Day 2 Hike from Takahara to Chikatsuyu

After your Japanese breakfast you leave your inn and follow the trail as it winds through small settlements and peaceful countryside. You pass several Oji shrines before finally descending to the village of Chikatsuyu. The paths are clearly defined, and flagstones have been laid in some places to make the climbs easier. Arrive in Chikatsuyu in time to relax before dinner at a family-run Minshuku guest-house.

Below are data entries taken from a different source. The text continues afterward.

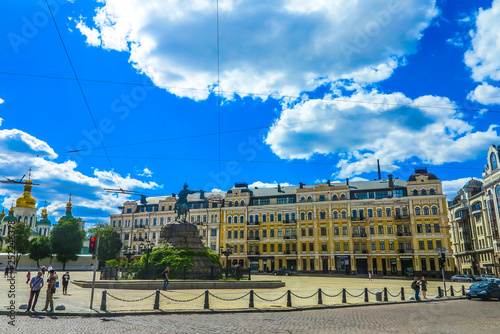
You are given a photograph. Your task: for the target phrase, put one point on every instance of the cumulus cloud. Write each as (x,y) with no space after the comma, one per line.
(284,46)
(369,125)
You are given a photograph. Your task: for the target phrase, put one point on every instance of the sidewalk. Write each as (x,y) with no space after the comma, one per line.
(125,302)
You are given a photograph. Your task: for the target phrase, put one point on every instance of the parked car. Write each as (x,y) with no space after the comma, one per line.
(283,272)
(483,290)
(489,278)
(461,278)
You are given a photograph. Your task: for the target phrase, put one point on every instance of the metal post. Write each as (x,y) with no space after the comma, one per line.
(103,300)
(206,306)
(250,304)
(156,306)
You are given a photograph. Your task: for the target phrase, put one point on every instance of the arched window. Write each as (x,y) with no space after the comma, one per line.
(493,161)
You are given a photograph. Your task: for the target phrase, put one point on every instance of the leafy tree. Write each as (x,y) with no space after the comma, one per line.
(18,240)
(67,239)
(40,248)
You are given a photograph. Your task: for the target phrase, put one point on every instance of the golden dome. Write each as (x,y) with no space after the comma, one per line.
(26,200)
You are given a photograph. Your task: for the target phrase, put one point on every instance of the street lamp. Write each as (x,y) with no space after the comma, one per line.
(226,253)
(147,247)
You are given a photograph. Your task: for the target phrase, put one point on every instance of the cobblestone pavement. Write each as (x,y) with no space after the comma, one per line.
(78,299)
(457,316)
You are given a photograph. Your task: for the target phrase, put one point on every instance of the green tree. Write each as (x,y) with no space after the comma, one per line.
(19,240)
(67,240)
(40,248)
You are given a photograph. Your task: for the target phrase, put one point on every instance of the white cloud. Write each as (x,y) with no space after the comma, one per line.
(382,130)
(285,46)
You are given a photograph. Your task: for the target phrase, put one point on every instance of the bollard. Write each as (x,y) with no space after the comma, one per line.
(103,300)
(250,304)
(207,305)
(156,306)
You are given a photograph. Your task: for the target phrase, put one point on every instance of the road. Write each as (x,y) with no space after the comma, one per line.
(456,316)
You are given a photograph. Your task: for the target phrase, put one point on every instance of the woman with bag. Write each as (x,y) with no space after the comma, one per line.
(51,289)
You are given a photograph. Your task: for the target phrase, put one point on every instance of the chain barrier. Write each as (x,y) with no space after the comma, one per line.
(362,293)
(130,300)
(228,299)
(332,296)
(394,296)
(182,301)
(314,294)
(268,300)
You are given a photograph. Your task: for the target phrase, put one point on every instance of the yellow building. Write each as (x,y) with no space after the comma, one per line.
(387,227)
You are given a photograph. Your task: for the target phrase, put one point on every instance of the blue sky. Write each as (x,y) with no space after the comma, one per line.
(307,92)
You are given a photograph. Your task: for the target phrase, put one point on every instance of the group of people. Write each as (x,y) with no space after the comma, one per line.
(419,285)
(37,283)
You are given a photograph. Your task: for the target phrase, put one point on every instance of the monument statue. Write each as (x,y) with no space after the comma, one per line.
(181,205)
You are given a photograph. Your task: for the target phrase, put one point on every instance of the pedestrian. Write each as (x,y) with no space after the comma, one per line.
(423,283)
(36,285)
(415,286)
(65,283)
(164,274)
(51,289)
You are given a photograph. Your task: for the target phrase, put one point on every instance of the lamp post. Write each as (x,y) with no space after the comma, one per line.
(148,247)
(226,253)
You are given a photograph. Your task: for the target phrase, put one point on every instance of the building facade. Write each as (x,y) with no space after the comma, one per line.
(387,227)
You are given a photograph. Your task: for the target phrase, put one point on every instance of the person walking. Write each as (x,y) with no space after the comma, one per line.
(65,279)
(36,285)
(165,278)
(415,286)
(423,283)
(51,289)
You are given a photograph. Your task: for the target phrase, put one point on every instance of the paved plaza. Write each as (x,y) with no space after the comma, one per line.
(303,290)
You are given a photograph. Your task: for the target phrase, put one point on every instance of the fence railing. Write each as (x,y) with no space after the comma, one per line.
(320,295)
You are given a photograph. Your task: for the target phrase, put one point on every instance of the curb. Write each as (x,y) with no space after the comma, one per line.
(96,313)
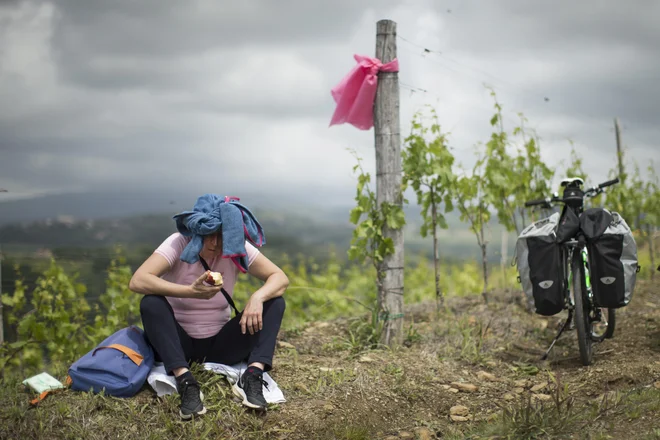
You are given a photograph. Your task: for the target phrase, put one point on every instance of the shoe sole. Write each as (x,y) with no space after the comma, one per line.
(198,413)
(238,392)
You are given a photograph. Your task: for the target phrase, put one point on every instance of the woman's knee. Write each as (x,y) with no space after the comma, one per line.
(277,304)
(152,304)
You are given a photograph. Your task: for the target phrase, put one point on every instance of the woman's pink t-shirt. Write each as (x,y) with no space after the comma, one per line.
(200,318)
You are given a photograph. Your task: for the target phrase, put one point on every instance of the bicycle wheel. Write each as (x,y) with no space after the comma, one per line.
(611,323)
(602,324)
(582,323)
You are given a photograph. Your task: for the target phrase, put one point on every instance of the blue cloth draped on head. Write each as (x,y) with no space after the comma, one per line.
(212,213)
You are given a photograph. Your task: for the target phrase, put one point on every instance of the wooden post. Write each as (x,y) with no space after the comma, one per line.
(619,153)
(2,311)
(505,257)
(388,183)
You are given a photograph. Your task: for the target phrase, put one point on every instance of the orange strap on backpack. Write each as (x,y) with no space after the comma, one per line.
(136,357)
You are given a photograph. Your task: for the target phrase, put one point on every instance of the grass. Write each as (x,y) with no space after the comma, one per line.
(339,385)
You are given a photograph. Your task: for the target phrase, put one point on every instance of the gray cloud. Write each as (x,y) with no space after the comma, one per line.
(159,95)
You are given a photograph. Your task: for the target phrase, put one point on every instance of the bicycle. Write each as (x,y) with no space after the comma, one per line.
(577,290)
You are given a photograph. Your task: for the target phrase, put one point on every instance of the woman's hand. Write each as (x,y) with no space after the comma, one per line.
(252,315)
(201,290)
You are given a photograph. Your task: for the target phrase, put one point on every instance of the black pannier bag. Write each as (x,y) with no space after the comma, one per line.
(538,257)
(613,263)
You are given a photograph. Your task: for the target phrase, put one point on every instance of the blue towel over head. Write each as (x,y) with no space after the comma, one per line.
(212,213)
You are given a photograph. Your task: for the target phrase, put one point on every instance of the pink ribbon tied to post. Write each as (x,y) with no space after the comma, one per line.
(356,92)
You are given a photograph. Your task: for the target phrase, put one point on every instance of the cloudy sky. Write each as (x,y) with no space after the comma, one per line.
(229,96)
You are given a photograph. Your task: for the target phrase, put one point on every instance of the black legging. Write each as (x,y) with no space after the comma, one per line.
(174,347)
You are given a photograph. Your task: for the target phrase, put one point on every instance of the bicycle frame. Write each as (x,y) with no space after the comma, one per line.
(575,203)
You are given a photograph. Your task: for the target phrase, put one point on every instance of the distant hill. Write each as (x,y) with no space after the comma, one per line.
(313,232)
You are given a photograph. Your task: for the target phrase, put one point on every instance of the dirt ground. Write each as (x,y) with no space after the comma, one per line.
(470,371)
(496,348)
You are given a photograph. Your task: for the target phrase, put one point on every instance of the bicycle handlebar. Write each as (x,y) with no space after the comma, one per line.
(588,193)
(536,202)
(608,183)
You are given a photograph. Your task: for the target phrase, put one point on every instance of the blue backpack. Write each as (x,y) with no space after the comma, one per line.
(119,365)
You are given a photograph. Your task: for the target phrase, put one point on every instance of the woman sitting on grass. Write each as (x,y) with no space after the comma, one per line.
(186,319)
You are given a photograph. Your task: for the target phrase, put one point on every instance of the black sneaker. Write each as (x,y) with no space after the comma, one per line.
(250,388)
(191,399)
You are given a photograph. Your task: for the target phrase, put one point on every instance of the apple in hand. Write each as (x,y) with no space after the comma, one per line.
(214,278)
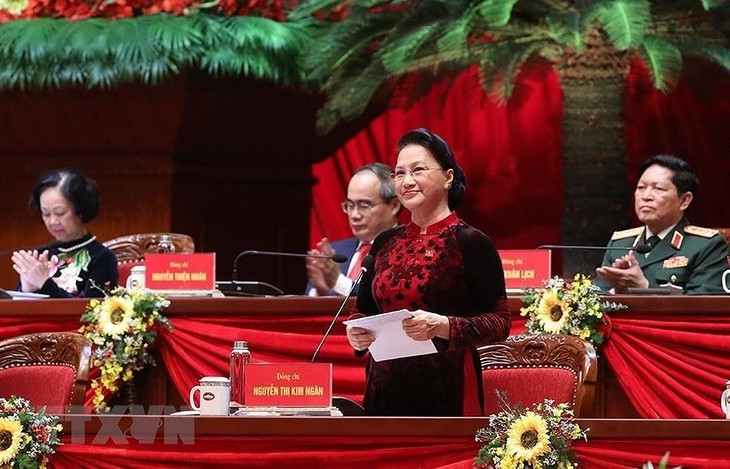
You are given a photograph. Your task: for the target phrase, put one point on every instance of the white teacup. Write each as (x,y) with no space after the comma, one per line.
(136,277)
(215,395)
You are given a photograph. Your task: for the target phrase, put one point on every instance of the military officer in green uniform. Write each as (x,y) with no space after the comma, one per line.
(686,258)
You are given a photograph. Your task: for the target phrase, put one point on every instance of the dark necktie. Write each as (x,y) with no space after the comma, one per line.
(653,241)
(355,269)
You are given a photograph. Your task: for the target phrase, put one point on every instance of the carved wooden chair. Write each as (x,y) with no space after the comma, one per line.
(531,368)
(131,249)
(725,232)
(49,369)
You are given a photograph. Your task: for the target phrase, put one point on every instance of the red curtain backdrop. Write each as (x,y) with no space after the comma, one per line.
(512,154)
(370,452)
(671,366)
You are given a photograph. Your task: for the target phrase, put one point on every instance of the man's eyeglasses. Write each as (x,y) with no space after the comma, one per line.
(363,206)
(398,174)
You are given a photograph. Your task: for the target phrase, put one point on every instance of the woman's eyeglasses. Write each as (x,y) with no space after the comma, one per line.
(398,174)
(362,206)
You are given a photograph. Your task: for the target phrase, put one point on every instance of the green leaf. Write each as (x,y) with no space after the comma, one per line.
(717,54)
(565,29)
(98,52)
(664,60)
(405,47)
(624,21)
(496,13)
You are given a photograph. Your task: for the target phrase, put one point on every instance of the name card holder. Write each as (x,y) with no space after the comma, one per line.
(287,387)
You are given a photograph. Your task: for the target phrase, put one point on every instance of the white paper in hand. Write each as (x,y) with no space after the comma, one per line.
(390,340)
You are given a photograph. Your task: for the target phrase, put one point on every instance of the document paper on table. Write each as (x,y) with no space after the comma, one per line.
(390,340)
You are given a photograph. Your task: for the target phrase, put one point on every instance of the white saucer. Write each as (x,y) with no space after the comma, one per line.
(186,412)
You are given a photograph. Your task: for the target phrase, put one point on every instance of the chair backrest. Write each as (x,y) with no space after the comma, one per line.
(48,368)
(134,247)
(531,368)
(725,232)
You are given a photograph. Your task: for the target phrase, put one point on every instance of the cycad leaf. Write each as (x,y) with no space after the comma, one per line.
(710,4)
(310,7)
(664,60)
(718,54)
(624,21)
(565,29)
(496,13)
(174,33)
(399,51)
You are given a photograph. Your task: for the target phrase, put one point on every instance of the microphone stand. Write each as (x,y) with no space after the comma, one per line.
(339,311)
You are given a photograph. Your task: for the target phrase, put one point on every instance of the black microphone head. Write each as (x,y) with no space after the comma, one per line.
(367,263)
(642,248)
(339,258)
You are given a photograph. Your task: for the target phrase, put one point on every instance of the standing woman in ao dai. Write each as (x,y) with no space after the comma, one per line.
(448,274)
(75,264)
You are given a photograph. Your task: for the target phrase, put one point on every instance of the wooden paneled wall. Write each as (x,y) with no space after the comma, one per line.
(226,161)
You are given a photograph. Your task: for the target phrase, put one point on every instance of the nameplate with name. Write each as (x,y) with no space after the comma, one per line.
(288,385)
(525,268)
(188,271)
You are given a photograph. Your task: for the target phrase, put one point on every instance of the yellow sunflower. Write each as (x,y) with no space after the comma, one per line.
(527,438)
(552,313)
(116,315)
(11,433)
(15,7)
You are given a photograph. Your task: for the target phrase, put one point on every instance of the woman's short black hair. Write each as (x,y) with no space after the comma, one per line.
(443,154)
(77,188)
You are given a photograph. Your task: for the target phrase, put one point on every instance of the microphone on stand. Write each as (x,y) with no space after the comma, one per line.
(367,264)
(639,248)
(339,258)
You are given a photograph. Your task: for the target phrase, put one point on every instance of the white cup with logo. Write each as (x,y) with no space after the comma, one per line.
(725,400)
(136,277)
(214,395)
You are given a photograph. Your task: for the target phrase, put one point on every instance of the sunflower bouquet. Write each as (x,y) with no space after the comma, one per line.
(27,437)
(522,438)
(572,308)
(121,327)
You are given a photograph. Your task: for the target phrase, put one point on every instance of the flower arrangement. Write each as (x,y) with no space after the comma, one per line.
(572,308)
(76,10)
(27,437)
(121,328)
(530,438)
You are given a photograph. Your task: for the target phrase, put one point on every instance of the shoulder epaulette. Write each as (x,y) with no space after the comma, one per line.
(699,231)
(627,233)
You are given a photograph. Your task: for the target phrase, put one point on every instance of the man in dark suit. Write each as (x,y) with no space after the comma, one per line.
(371,207)
(683,257)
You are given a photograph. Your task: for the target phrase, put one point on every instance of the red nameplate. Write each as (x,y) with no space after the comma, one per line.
(288,385)
(525,268)
(190,271)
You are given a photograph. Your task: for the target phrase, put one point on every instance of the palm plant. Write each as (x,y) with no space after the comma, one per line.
(380,43)
(101,52)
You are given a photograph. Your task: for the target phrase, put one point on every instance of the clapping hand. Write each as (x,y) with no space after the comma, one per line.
(359,338)
(322,273)
(33,269)
(623,274)
(425,325)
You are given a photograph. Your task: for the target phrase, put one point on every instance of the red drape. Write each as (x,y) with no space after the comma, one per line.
(370,452)
(512,154)
(669,365)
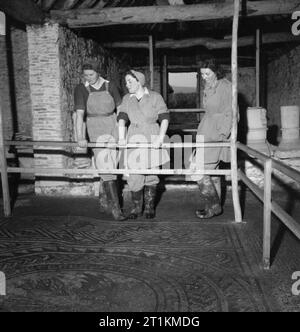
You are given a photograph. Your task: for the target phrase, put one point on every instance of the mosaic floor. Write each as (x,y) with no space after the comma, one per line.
(61,255)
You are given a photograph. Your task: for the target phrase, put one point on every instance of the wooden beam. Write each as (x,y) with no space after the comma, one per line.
(65,4)
(151,62)
(48,4)
(25,11)
(84,18)
(3,164)
(209,43)
(2,24)
(234,129)
(257,67)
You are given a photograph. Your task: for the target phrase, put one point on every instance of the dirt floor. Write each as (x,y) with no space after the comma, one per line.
(61,254)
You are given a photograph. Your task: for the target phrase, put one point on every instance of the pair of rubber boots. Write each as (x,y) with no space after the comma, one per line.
(148,196)
(210,199)
(109,200)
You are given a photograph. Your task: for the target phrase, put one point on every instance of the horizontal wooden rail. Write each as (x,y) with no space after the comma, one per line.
(252,152)
(256,190)
(287,170)
(276,209)
(187,110)
(114,145)
(87,171)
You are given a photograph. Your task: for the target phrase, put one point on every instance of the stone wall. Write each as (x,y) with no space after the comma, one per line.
(283,84)
(14,83)
(56,55)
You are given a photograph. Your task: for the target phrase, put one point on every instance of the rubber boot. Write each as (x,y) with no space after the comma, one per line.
(103,200)
(137,200)
(113,199)
(149,199)
(210,201)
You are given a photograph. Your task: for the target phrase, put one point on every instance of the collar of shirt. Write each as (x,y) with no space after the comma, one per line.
(146,92)
(98,84)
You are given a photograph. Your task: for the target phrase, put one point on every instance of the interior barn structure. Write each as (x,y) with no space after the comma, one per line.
(58,252)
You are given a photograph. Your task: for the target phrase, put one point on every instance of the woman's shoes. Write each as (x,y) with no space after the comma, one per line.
(210,200)
(113,200)
(137,200)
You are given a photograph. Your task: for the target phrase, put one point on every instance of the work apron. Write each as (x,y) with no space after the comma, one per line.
(102,128)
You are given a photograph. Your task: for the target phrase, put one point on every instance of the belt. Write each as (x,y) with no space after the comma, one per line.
(99,115)
(142,124)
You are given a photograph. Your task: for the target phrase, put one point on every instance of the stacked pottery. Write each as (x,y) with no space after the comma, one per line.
(289,127)
(257,129)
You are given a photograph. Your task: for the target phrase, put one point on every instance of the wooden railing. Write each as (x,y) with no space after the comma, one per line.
(265,196)
(179,127)
(50,172)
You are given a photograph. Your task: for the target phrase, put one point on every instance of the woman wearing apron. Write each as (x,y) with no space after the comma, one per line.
(97,100)
(143,108)
(214,127)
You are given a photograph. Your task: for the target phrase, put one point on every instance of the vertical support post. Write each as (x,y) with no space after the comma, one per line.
(3,165)
(198,93)
(165,78)
(151,61)
(267,214)
(258,49)
(234,69)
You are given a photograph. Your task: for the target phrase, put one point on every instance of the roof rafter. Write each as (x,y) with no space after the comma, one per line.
(166,14)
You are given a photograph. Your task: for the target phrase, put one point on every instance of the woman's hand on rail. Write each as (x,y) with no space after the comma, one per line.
(157,142)
(82,143)
(122,142)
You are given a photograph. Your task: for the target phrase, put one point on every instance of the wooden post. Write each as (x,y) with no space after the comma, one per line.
(258,47)
(165,79)
(151,61)
(234,69)
(198,93)
(3,165)
(267,214)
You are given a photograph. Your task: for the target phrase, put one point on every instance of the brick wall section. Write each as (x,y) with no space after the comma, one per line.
(283,84)
(47,115)
(14,81)
(56,56)
(5,91)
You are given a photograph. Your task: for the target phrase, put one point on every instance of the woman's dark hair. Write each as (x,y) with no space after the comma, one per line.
(131,73)
(215,67)
(91,65)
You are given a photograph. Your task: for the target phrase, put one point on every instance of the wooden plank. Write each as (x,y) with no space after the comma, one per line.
(253,153)
(2,24)
(209,43)
(257,67)
(151,62)
(165,78)
(41,145)
(84,18)
(267,214)
(3,167)
(234,130)
(186,110)
(65,171)
(25,11)
(48,4)
(289,222)
(287,170)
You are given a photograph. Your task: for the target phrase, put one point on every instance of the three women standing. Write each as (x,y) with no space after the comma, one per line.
(215,127)
(96,101)
(144,109)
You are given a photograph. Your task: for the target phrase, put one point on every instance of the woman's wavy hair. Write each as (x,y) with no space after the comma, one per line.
(215,67)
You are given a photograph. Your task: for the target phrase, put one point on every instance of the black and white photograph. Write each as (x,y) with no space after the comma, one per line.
(150,159)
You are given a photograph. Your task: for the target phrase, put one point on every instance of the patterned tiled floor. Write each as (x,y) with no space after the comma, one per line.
(60,254)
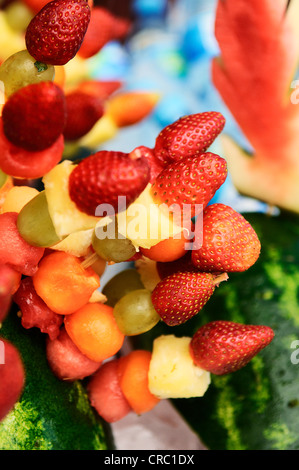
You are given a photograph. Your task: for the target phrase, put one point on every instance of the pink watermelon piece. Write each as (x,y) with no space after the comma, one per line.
(258,60)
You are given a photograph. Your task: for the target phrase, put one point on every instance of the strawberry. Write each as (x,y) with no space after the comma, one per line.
(188,136)
(182,264)
(222,347)
(83,111)
(34,116)
(148,153)
(7,283)
(56,32)
(180,296)
(12,377)
(229,243)
(191,181)
(100,88)
(103,177)
(103,27)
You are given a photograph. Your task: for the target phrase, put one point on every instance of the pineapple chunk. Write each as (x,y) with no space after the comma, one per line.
(17,198)
(144,223)
(65,216)
(172,373)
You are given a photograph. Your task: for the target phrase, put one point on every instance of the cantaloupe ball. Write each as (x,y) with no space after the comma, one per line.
(17,198)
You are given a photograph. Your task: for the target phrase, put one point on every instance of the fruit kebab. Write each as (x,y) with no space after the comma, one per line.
(51,241)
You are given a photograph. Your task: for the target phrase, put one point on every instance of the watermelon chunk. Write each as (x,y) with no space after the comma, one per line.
(254,73)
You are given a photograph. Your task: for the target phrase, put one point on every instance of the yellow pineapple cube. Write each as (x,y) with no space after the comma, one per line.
(172,373)
(146,223)
(65,215)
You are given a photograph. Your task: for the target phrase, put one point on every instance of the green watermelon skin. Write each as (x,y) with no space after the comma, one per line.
(51,414)
(257,407)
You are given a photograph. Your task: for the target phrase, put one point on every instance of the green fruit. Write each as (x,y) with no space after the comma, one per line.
(121,284)
(135,314)
(35,224)
(20,70)
(51,414)
(113,247)
(257,407)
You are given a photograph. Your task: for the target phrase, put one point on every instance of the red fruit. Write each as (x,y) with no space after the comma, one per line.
(222,347)
(65,359)
(182,264)
(12,377)
(21,163)
(14,250)
(192,181)
(35,313)
(105,393)
(188,136)
(83,111)
(229,243)
(103,177)
(7,284)
(34,116)
(180,296)
(103,27)
(100,88)
(55,34)
(148,153)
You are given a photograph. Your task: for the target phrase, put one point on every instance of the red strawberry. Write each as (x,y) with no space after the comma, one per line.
(34,116)
(35,313)
(106,175)
(229,243)
(56,32)
(83,111)
(188,136)
(148,153)
(12,377)
(191,181)
(103,27)
(179,265)
(222,347)
(180,296)
(100,88)
(26,164)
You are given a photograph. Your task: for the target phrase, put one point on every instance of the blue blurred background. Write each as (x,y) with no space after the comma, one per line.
(169,51)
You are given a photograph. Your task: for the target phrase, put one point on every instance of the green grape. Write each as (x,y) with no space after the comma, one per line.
(113,247)
(135,314)
(35,224)
(21,69)
(121,284)
(3,178)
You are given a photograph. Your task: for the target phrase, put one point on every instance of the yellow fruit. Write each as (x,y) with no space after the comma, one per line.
(17,198)
(10,41)
(144,223)
(103,130)
(172,373)
(63,211)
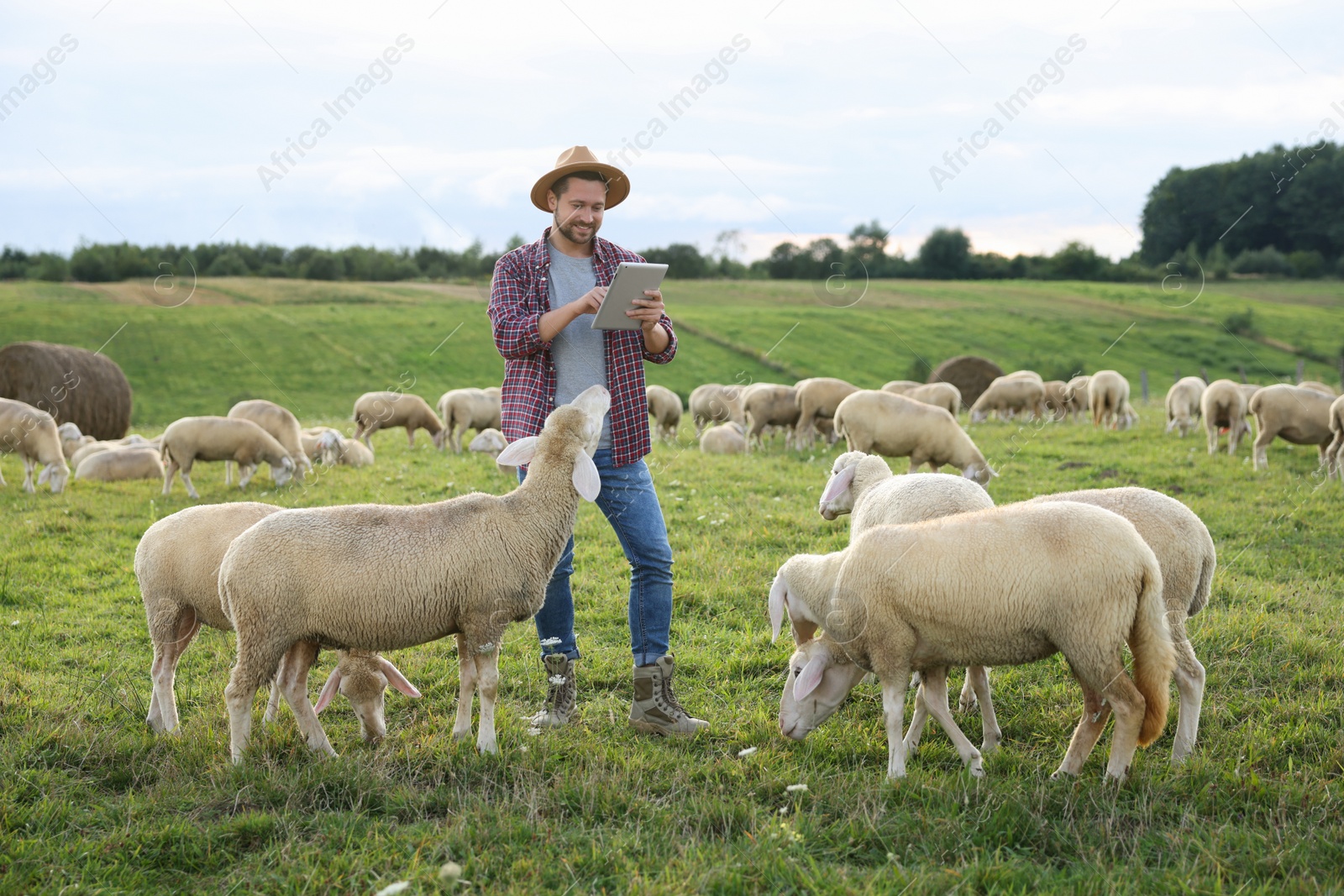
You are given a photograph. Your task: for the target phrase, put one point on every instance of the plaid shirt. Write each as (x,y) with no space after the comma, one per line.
(519,296)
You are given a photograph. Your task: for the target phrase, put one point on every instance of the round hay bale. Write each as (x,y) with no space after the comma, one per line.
(969,374)
(73,385)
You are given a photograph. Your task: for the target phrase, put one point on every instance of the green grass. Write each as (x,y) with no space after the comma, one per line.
(89,797)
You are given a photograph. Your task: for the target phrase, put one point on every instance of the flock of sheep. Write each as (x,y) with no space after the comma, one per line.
(1090,571)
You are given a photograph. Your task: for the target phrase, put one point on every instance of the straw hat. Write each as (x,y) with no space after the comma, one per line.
(582,159)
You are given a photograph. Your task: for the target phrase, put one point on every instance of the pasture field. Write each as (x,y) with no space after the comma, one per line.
(92,801)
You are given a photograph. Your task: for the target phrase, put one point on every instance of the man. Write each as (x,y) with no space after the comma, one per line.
(542,304)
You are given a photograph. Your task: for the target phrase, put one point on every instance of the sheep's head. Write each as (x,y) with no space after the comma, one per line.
(820,678)
(363,680)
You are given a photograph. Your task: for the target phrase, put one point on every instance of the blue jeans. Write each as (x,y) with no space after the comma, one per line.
(632,508)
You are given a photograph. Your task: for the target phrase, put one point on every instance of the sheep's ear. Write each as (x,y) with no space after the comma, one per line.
(396,679)
(328,689)
(588,483)
(519,453)
(837,484)
(779,591)
(811,674)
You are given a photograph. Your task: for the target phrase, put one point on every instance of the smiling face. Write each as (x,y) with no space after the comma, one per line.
(578,208)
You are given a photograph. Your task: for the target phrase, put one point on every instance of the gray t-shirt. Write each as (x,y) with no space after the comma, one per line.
(578,351)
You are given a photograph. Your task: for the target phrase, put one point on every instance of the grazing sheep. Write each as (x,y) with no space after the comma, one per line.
(1223,407)
(769,405)
(470,409)
(937,394)
(281,423)
(1296,416)
(725,438)
(123,464)
(718,403)
(33,436)
(387,410)
(373,577)
(222,438)
(925,595)
(665,409)
(1319,387)
(1183,403)
(1108,396)
(1008,396)
(817,398)
(893,425)
(178,567)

Walking distance: 10km / 6.5 miles
Elevation gain: 480m / 1,575 feet of ascent and 520m / 1,700 feet of descent
Time required: About 4 - 5hours

Accommodation: Minshuku (Family-run Guesthouse)
Meals: Breakfast, Dinner

 

Typical Accommodation

Minshuku Chikatsuyu

In the quaint village of Chikatsuyu, this Minshuku has its own riverside thermal baths, and some of the freshest and tastiest food you will enjoy in Japan!

 

 

 

Day 3 Hike from Chikatsuyu to Hongu

From Chikatsuyu, the trail continues through the mountains. Board a bus in Chikatsuyu today and then walk a gentle section of the trail from Hosshinmon-oji to the Kumano shrine at Hongu, one of the three ‘Grand Shrines of Kumano’. At the heart of these sacred mountains, Kumano was said to be the entrance to the land of Yomi, the ‘other world' which spirits travelled to in Japanese mythology. From the Kumano shrine at Hongu, a short bus ride brings you to Yunomine Onsen, one of the oldest natural hot -spring  villages in Japan, or to Kawayu Onsen famous for the thermal water bubbling to the surface of the crystal clear river. Enjoy a relaxing soak in a Japanese bath before or after your delicious, multi-course dinner.

 

Walking distance: 7km / 4 miles

Elevation gain: 120m / 395 feet of ascent and 360m / 1,180 feet of descent

Time required: About 2 hours

If you prefer a more challenging day, we offer two longer alternatives of 7 hours (15km / 9 miles) or of 8-9 hours (24km / 14.9 miles), both with significant ascent and descent. You can choose which option you prefer on the day - no need to decide in advance!

 

Accommodation: Onsen Ryokan (Hot-spring Travellers Inn)

Meals: Breakfast, Dinner

 

Typical Accommodation

Yoshinoya

In the hot-spring village of Yunomine Onsen, Yoshinoya has its own hot-spring baths and an outdoor 'rotenburo' bath to enjoy after a day's hiking.

 

 

Day 4 Hayatama Grand Shrine and Shingu

Before or after breakfast, take time to explore the atmospheric village of Yunomine Onsen or Kawayu Onsen. Travel by bus along the picturesque valley to Shingu and visit the Kumano Hayatama Taisha, one of the three Grand Shrines of Kumano, fifteen minutes on foot from Shingu railway station. The tourist office is located directly in front of Shingu railway station, where the bus arrives; they can supply maps and advice. Within the shrine precinct is a giant Nagi tree about a thousand years old. 'Nagi dolls' made from the seeds of this tree are believed to bring about lucky encounters with the opposite sex or a happy married life to couples. The Kamikura Shrine on Mount Gongen, further on from the Grand Shrine, is also well worth a visit. People worship a large rock as a god here and the shrine is extremely atmospheric. After visiting the sights of Shingu, use the train tickets we provide for the train journey onwards to Osaka or Kyoto. The journey takes around five hours, arriving in Osaka or Kyoto early to mid-evening.